Slashdot Mirror


A Glimpse Inside the Cell Processor

XenoPhage writes "Gamasutra has up an article by Jim Turley about the design of the Cell processor, the main processor of the upcoming Playstation 3. It gives a decent overview of the structure of the cell processor itself, including the CBE, PPE, and SPE units." From the article: "Remember your first time? Programming a processor, that is. It must have seemed both exciting and challenging. You ain't seen nothing yet. Even garden-variety microprocessors present plenty of challenges to an experienced programmer or development team. Now imagine programming nine different processors all at once, from a single source-code stream, and making them all cooperate. When it works, it works amazingly well. But making it work is the trick."

9 of 66 comments (clear)

  1. Sega Saturn Redux? by ToxikFetus · · Score: 4, Interesting

    As TFA mentioned, this has the potential of becoming another Sega Saturn boondoggle. Will the developers learn how to fully utilize this incredibly complex architecture? Relying on the "octopiler" to efficiently map to the Cell architecture seems a bit optimistic and naive.

    1. Re:Sega Saturn Redux? by SSCGWLB · · Score: 3, Interesting

      I seriously doubt they will write efficient programs in the lifetime of this console. The level of efficiency they will achieve depends on a lot of things. I didn't see it in TFA, but I am assuming you cannot treat each SPE as an individual processor.

      First of all, their dream of a general 'octopiler' is pure fantasy. I have written massively parallel MPI and Shared Memory applications and can testify to their complexity. Mapping an arbitrary piece of code transparently to multiple processor is a extremely difficult task. If the source is carefully written, it is possible to parallelize certain sections. This requires careful forethought and detailed knowledge of how the compiler works. If I where to guess, I would say they would use some type of middleware (a la CORBA) or libraries (a la MPI) to extend a programming language. That way, the programmer could specify sections of code that can be executed in parallel. This would help the compiler immensely and make much more efficient code. It would be really cool if the SPEs had some type of identifier, allowing you to task specific SPEs! I haven't read much about the CELL, so this may or may not be possible.

      Overall, I bet the vast majority of the parallel code will be in carefully crafted libraries of CPU intensive tasks. These libraries will grow over time, making utilization of the SPEs more and more efficient. Until then, the main CPU and one SPE will execute the majority of the game with occasional help from the other SPEs.

      ~nate

    2. Re:Sega Saturn Redux? by jd · · Score: 3, Interesting
      Not sure it's that complex. If anything, it sounds rather limiting. Eight isolated physical coprocessors, each supporting two threads? Why not have one coprocessor that supports 16 threads that maps onto as many virtual coprocessors as desired? Basically the same circuitry, but can dynamically remap to the problem being solved, as opposed to remapping the problem to the circuits provided.

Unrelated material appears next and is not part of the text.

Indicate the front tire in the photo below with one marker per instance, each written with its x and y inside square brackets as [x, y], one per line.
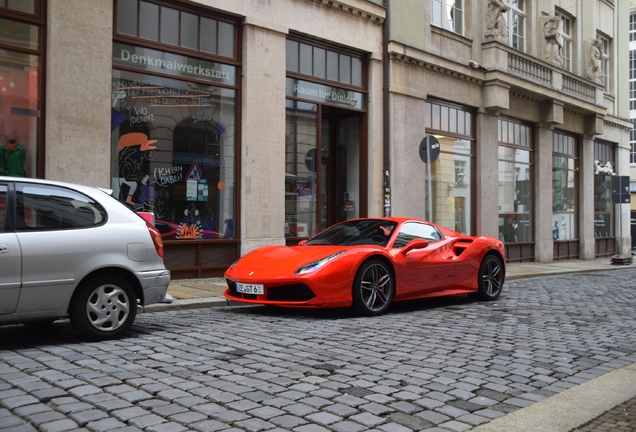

      (Having the computer model itself to the problem reduces the complexity of programming and will make optimal use of the hardware. Having the program model itself after what the computer is tuned to do is merely an ugly hack and requires ugly compilers to specifically translate between the paradigms.)


      The cell processor is designed around 1980s concepts of load-balancing while keeping to many of the rules of second-generation programming. Technology has moved on. That's not to say the cell is bad. It's a definite improvement over the 1960s concepts used in many modern CPUs. However, it is still 20 years behind the curve. C'mon, guys, this isn't the Space Shuttle, it's a microprocessor. There is no excuse for network and design technology to be so far beyond the best of the best that industrial giants are capable of doing.


      Actually, it's worse than that. Modern multi-processor systems require specially-designed chipsets and become exponentially more expensive as you build them up. Single boards don't usually go beyond 16 processors. In comparison, people built single boards with 1024 Transputers without difficulty, with costs increasing linearly. So, in multi-processor architectures, we can't even match everything that could be done in the 1980s.


      How does this affect those using the Cell? Well, that's simple. It doesn't offer enough of an added advantage and is different enough that coders will have difficulty making good use of it. That means that coders will have to be inefficient OR dedicated to that one chip, which has no guarantee of making any money for them. Coders won't bother, unless there is something out there that will make it a guaranteed success. I'm not seeing this killer demo.

      --
      It's a small world and it smells funny; I'd buy another if it wasn't for the money; Take back what I paid (SoM)
    3. Re:Sega Saturn Redux? by Phil+Wilkins · · Score: 2, Interesting

      I am assuming you cannot treat each SPE as an individual processor.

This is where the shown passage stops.